Cycling conditions especially between extremes of temperature and humidity, can be dangerous to CDs. Although moderate temperature and humidity changes ordinarily do no harm, fast changes between very warm and wet conditions to cooler and very dry conditions might produce warping, and distortion. The recommended maximum limit for temperature change is 15EC (27F) per hour. For humidity, the recommended maximum RH change per hour is 10%. In practice, such steep gradients of temperature and RH are rare. The enclosures in which CDs are kept provide the first line of defense against such cycling, damping the rate of change in RH so that the CD inside its case or storage cabinet does not "feel' fast changes occurring in the outside atmosphere.

At present, no national or international standards for long-term storage conditions for CDs have been published by ANSI or the International Standards Organisation (ISO). Until such standards are available, the recommendations given in this publication must be considered provisional.

CD Permanence in Perspective

Ensuring the permanence of CD-ROMs and writable CDs (and indeed of any modern information medium) is a combination of manufacturers' and users' responsibilities. CDs in general last longer than other digital storage media. Under accelerated test conditions, Kodak writable CD products have a projected life expectancy of more than 200 years when stored appropriately. Many CD-ROM discs can be expected to have 100 years of life, or more, under similar circumstances. On the basis of long inherent life expectancy and worldwide standardization, CDs are a sensible choice for archiving data, text, and pictures in digital form. In light of the large investments represented by collections of CD-ROM and writable CD media, this expected long life is encouraging, but it is not the whole story.

Satisfactory permanence for CD-ROM and writable CD media starts with knowing, about the physical nature of the discs themselves and with choosing, products carefully in the first place. This publication has surveyed the currently available technology choices in CD media. It has explained the special handling and storage requirements of CD discs which arise from their physical nature as objects of plastic and metal. Beyond this, however, permanence of the information stored on CDs depends as much or more on sound archival practices than on the inherent long life of the discs. Users of CD technology, whether in a personal or professional context, are the critical links in assuring data survival in the long term. Master copies kept in appropriate storage and handled only when necessary may last centuries. Copies for use are likely to have considerably shorter lives. Therefore, a strategy of master discs from which derivatives are made for use is fundamental to success.

Another useful approach is to maintain data in more than one form or in more- than one type of storage media, perhaps in analog form, if possible. In addition, keeping copies in different physical locations helps guarantee survival.

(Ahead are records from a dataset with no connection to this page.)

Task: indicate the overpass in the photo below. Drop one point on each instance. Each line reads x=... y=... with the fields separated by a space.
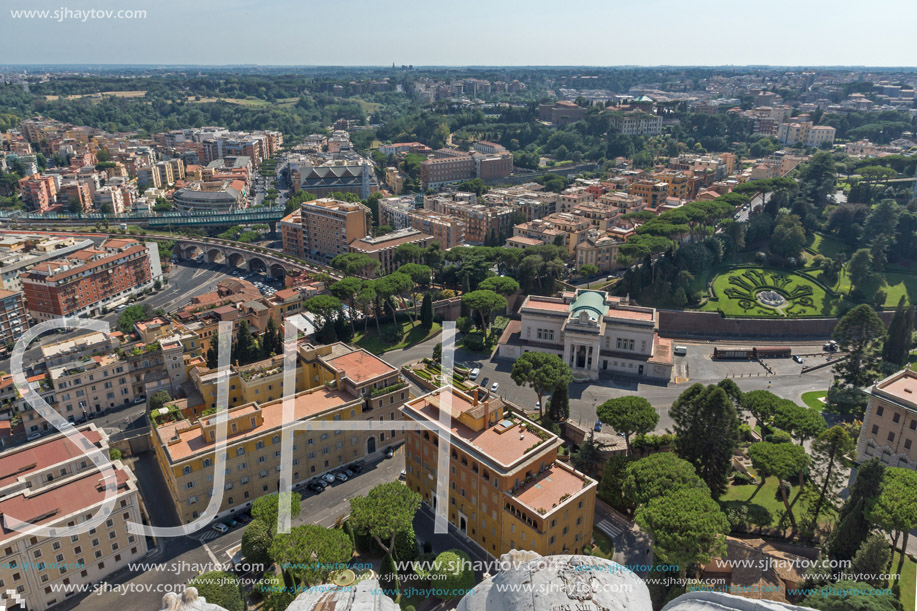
x=248 y=216
x=238 y=255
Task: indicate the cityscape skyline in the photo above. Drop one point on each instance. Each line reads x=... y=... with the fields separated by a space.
x=822 y=36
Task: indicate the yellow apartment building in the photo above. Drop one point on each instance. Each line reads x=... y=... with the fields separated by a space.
x=344 y=384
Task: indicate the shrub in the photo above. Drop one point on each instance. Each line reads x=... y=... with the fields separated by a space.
x=779 y=436
x=742 y=479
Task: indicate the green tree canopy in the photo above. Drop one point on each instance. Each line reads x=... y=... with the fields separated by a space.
x=895 y=511
x=256 y=542
x=782 y=460
x=631 y=415
x=452 y=571
x=308 y=551
x=542 y=372
x=858 y=333
x=484 y=302
x=387 y=510
x=502 y=285
x=132 y=315
x=706 y=428
x=687 y=527
x=659 y=474
x=266 y=508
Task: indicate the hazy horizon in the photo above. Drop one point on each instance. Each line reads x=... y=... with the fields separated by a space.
x=359 y=33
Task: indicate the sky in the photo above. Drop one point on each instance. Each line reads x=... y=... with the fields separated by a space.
x=464 y=32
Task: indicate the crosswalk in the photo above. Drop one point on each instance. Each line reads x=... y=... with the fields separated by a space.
x=208 y=534
x=612 y=529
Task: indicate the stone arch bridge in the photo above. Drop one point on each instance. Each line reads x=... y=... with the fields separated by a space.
x=236 y=255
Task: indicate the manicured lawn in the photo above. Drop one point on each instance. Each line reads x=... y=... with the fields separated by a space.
x=908 y=581
x=768 y=498
x=737 y=290
x=827 y=246
x=894 y=283
x=409 y=336
x=812 y=399
x=603 y=542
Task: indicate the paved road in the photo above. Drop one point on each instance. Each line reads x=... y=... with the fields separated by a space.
x=788 y=380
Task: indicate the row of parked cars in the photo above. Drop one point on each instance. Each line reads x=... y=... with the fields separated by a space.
x=224 y=527
x=317 y=485
x=342 y=475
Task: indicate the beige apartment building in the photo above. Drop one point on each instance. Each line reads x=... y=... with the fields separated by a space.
x=383 y=248
x=90 y=385
x=351 y=385
x=507 y=490
x=449 y=231
x=889 y=428
x=51 y=483
x=329 y=225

The principal fact of life for all digital storage media is the rapid obsolescence of hardware and software. Users of CD technology should be reassured by the long physical life of CD discs, but they must not lose sight of the need to maintain a viable path for migration of data to new hardware and software platforms. Digital storage media impose a strict discipline that human-readable records do not: their rapid evolution creates a continual progression of technology that cannot safely be ignored for too long. However, armed with knowledge of the physical nature of the media and of appropriate archival approaches, users of CD technology can have the best of both worlds - the functionality of digital media and a long life for stored data and pictures.